Interesting! Another popular practice regarding pointers vs. references, and the one I usually follow is that pointers -> the argument will be changed, references -> nope, const references -> a means to 1) avoid copying overhead and 2) const correctness. (In no way do I mean to imply that this is _The Way_.)
I agree that the potential misuse argument is a good one, but I think it competes width the fact that a reference would shroud the intention and "logic type safety".
Consider what happens with a reference version:
boost::lexical_convert(source, target); // If I don't know the correct order, the compiler still assumes I do.

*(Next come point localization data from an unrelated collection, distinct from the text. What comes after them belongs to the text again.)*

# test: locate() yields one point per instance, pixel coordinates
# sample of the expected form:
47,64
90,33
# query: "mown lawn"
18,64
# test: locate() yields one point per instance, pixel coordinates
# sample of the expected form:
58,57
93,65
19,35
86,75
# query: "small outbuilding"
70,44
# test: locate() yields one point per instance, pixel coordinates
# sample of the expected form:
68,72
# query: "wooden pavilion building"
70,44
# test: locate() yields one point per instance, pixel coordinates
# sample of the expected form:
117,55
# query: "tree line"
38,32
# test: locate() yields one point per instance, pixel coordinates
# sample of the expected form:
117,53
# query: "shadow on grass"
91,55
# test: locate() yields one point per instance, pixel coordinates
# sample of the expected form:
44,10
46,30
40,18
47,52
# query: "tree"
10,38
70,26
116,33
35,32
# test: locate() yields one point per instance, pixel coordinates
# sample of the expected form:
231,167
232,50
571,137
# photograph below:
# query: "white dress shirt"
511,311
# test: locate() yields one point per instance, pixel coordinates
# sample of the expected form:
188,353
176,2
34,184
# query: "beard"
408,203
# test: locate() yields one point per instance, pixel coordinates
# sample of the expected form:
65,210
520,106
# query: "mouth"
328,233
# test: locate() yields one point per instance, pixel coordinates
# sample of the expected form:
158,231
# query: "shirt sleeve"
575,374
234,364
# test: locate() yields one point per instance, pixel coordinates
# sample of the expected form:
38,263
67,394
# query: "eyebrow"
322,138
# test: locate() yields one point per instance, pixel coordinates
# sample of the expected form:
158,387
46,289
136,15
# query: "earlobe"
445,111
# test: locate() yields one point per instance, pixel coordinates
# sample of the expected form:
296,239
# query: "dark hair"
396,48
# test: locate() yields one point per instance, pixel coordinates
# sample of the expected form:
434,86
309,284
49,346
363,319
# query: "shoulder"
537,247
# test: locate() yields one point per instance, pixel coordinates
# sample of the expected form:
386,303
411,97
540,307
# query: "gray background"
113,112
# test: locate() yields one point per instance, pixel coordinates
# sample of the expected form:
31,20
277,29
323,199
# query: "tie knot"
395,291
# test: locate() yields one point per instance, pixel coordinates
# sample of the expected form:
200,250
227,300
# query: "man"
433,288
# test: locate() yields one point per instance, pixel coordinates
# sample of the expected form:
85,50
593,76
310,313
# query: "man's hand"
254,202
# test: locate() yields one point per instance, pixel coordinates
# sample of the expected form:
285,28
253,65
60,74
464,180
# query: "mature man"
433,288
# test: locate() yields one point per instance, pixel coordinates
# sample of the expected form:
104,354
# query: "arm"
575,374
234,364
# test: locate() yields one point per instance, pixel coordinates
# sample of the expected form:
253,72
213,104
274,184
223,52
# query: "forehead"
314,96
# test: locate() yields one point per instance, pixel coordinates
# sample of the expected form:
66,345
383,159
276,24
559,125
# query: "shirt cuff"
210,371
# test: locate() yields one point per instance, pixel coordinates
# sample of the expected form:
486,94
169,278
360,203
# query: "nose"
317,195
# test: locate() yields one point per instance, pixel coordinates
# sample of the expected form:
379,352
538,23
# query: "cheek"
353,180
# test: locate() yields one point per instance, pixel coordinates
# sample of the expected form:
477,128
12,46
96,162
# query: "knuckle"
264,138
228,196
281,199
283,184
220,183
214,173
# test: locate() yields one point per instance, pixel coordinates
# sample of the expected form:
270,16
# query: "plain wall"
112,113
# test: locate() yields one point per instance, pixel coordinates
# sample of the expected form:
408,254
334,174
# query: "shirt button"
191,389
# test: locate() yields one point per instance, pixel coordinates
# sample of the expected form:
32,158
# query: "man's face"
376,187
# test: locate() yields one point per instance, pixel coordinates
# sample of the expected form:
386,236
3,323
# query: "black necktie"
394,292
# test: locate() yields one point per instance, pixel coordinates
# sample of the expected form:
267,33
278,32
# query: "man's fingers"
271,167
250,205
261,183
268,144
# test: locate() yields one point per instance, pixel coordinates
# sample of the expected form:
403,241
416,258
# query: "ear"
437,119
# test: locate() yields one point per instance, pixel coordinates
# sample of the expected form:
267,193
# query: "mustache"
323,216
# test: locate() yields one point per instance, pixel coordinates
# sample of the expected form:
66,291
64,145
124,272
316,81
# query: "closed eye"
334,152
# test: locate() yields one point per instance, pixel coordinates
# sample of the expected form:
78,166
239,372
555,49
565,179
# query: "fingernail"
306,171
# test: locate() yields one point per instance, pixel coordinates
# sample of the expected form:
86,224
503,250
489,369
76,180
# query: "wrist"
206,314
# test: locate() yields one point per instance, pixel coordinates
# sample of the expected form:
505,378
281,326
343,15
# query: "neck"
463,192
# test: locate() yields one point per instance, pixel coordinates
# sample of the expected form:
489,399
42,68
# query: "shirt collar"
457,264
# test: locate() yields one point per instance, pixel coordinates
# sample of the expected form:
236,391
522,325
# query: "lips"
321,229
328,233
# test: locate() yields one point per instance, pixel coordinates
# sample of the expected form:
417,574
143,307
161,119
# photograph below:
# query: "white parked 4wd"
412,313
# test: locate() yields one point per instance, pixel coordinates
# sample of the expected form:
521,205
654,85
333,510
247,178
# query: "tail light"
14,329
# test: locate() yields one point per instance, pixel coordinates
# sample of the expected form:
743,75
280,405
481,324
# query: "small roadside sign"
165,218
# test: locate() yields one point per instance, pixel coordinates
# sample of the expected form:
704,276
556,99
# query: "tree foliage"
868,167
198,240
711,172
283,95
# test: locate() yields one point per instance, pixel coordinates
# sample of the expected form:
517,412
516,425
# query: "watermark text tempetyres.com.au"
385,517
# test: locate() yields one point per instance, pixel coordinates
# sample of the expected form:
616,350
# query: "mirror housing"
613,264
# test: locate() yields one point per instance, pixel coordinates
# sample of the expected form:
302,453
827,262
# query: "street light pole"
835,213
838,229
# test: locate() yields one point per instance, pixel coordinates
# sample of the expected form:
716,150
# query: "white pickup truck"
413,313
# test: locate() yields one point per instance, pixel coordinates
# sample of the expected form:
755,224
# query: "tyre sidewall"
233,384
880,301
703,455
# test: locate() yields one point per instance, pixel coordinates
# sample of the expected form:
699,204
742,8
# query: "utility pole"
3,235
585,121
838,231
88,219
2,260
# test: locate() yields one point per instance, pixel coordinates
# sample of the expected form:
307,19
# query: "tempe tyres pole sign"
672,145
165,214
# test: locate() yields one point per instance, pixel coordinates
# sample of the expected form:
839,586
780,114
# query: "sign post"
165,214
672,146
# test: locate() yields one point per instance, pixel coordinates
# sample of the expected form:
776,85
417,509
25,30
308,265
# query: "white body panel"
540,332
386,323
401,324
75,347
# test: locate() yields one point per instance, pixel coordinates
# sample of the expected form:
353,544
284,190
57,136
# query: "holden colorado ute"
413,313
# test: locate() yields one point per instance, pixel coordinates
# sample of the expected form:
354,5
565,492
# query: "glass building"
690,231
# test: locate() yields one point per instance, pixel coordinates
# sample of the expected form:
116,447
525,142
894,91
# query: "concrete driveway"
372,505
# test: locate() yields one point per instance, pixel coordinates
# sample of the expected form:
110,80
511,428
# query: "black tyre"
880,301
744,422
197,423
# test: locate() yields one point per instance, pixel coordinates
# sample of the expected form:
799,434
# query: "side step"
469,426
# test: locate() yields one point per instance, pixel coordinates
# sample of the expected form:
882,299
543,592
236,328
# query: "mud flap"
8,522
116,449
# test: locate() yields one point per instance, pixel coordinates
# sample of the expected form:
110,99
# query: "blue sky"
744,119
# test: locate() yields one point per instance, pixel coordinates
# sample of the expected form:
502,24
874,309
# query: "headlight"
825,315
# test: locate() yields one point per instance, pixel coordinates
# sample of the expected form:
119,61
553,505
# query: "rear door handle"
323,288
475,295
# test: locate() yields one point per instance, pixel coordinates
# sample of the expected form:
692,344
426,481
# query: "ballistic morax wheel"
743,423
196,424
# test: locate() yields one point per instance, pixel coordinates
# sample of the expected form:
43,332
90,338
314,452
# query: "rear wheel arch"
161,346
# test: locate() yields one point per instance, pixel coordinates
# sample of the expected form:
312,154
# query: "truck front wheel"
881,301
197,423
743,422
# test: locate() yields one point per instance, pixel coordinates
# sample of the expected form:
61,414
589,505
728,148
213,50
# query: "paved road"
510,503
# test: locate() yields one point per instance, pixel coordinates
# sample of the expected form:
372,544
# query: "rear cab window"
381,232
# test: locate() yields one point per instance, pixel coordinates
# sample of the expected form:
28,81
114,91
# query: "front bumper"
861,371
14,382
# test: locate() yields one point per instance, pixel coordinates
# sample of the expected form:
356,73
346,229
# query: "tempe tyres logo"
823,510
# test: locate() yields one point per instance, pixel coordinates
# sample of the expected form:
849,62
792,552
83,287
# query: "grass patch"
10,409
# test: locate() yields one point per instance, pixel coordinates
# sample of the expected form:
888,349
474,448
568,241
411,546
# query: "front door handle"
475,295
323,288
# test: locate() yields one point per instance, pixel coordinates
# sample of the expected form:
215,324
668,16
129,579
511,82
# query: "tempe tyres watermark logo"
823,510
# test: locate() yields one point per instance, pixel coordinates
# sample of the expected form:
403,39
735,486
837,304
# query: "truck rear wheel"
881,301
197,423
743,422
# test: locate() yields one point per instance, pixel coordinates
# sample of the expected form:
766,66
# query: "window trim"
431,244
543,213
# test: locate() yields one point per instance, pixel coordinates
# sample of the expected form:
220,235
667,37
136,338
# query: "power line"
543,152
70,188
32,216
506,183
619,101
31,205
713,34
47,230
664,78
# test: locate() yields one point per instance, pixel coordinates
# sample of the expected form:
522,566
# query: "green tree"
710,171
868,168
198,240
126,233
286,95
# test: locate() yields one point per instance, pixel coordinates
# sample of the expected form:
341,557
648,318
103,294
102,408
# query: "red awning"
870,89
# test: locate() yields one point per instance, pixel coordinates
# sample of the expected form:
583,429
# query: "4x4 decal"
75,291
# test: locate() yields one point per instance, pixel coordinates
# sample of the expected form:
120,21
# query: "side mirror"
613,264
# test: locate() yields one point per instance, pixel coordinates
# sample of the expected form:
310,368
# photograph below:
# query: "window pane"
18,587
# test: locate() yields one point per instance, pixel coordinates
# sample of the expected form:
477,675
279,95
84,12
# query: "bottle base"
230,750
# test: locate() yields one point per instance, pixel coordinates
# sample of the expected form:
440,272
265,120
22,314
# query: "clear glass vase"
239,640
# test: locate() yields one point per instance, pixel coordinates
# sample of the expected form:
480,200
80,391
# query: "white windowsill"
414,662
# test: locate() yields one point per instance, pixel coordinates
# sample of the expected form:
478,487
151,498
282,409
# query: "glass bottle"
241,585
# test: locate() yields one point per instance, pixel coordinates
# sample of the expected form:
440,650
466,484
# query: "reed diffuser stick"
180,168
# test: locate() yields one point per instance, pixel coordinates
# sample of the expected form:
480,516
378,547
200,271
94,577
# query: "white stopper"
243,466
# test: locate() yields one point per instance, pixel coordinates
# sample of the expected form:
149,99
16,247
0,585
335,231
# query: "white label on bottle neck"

boost::lexical_convert(target, source); // If I don't know the correct order, the compiler still assumes I do.
> Presuming there's consensus on that, I still have a problem with the
> signature. My convention is to always put output parameters
> first in the
> parameter list. Output parameters won't be defaulted, but a
> function that
> has defaulted parameters won't work unless they follow output
> This doesn't come up all that often, but I find it better to
> always put
> output parameters first, leaving the opportunity for
> defaulted parameters to
> follow. Obviously, changing the parameter order doesn't
> leave you with that
> nice source then target flow, but then there are many
> standard functions for
> which the order is target then source.
This is another case of the "opposing best practices problem" :-).
> > There's not much code, so duplication probably doesn't
> matter, but the
> > throwing lexical_cast could obviously be implemented in terms of
> > lexical_convert:
> It's not really a matter of the amount of code. It's that
> any correction
> that may become necessary would have to be duplicated. lexical_cast()
> should certainly be implemented in terms of lexical_convert().
Agreed. If they end up in different headers, the maintenance cost may be justified by the reduced dependency. On the other hand, they'll be destined to evolve together, so I think you're right.
> > An open issue would be where the stuff should go -
> lexical_cast.hpp is
> > very specific, but maybe the right place anyway?
> Creating lexical_convert.hpp isn't a big deal;
> lexical_cast.hpp can just
> include it. However, some client code may want both, so how
> about just
> putting both in lexical.hpp?
Sounds good to me (lexical_convert.hpp). Or, lexical_cast.hpp could include lexical_convert. Or, they could be moved to lexical.hpp, conversion.hpp or lexical_conversion.hpp. Argh. I dunno.
Anyway, I think a strong reason for not touching the name of lexical_cast.hpp is to avoid breaking existing code.